Fable 5 Shutdown Rocks AI Industry as Lab CEOs Head to G7 Summit

Fable 5 Shutdown: US Government Pulls the Plug on Anthropic's Flagship Model

In what may be the most dramatic government intervention in the AI industry to date, the US government issued an export control directive on June 12 forcing Anthropic to disable access to its Fable 5 and Mythos 5 models worldwide — just three days after their launch on June 9.

The order prohibits any foreign national from accessing either model, including foreign-national Anthropic employees within the United States. Because Anthropic cannot filter users by nationality in real time, the company had no choice but to shut both models down for everyone.

The government's stated rationale centers on a jailbreak technique demonstrated by a hacker known as "Pliny the Liberator," who used a multi-agent "pack hunt" attack combining Unicode manipulation, homoglyphs, and character substitution to bypass Fable 5's safety layers and access Mythos 5's powerful cybersecurity capabilities.

Anthropic has pushed back, arguing the jailbreak is narrow and could similarly be used against other publicly available models, including OpenAI's GPT-5.5, which face no comparable restrictions. The company is pursuing litigation and faces billions in potential revenue loss. The incident has also triggered a broader industry movement toward "hardware sovereignty" — organizations reconsidering their dependence on cloud AI services that can be remotely disabled by government order.

Sources: CNBC, TechCrunch, Heise Online

AI Lab CEOs Unite at G7 Summit in France

In a historic first, Sam Altman (OpenAI), Dario Amodei (Anthropic), and Demis Hassabis (Google DeepMind) are all attending the G7 summit in Évian-les-Bains, France, running June 15–17. It marks the first time all three rival AI lab leaders appear before world leaders at the annual gathering of the world's largest economies.

French President Emmanuel Macron personally invited Altman, making this the OpenAI CEO's first G7 appearance. AI governance and infrastructure are expected to dominate the technology discussions, with the Fable 5 situation likely adding urgency to conversations about international AI regulation and export controls.

The joint attendance coincides with a rare moment of unity among the rivals: all three recently signed a letter to the US Congress advocating for stricter regulations on synthetic DNA and AI-related biological threats.

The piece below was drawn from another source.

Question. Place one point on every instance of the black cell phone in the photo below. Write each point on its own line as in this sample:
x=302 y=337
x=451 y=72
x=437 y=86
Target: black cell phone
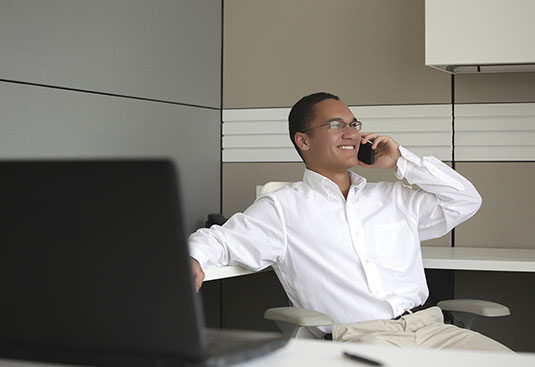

Sources: Dataconomy, The Next Web, Bloomberg

Google's Gemini 3.5 Pro: Late June Launch with 2 Million Token Context

Google's next-generation model, Gemini 3.5 Pro, is in its final stretch before general availability. First unveiled at Google I/O on May 19, the model promises a 2 million token context window and a new "Deep Think" reasoning mode — but it hasn't shipped yet.

Sundar Pichai told the keynote audience to "give us until next month," and prediction markets concentrate odds on either June 23 or June 30 for the launch. Pricing is expected at approximately $15 per million input tokens and $60 per million output tokens — roughly 10x the cost of Gemini 3.5 Flash.

Notably, Deep Think will be gated to Google's $250/month Ultra subscription tier, not the $20 Pro plan, positioning it as a premium reasoning capability for power users and enterprises.

Sources: TechTimes, Enterprise DNA, ByteIota

Goldman Sachs Forecasts $7.6 Trillion in AI Infrastructure Spending Through 2031

A new Goldman Sachs report projects cumulative AI infrastructure investment of $7.6 trillion between 2026 and 2031 — equivalent to roughly one-quarter of annual US GDP. The staggering figure underscores the scale of commitment from hyperscalers, governments, and enterprises building out AI compute capacity.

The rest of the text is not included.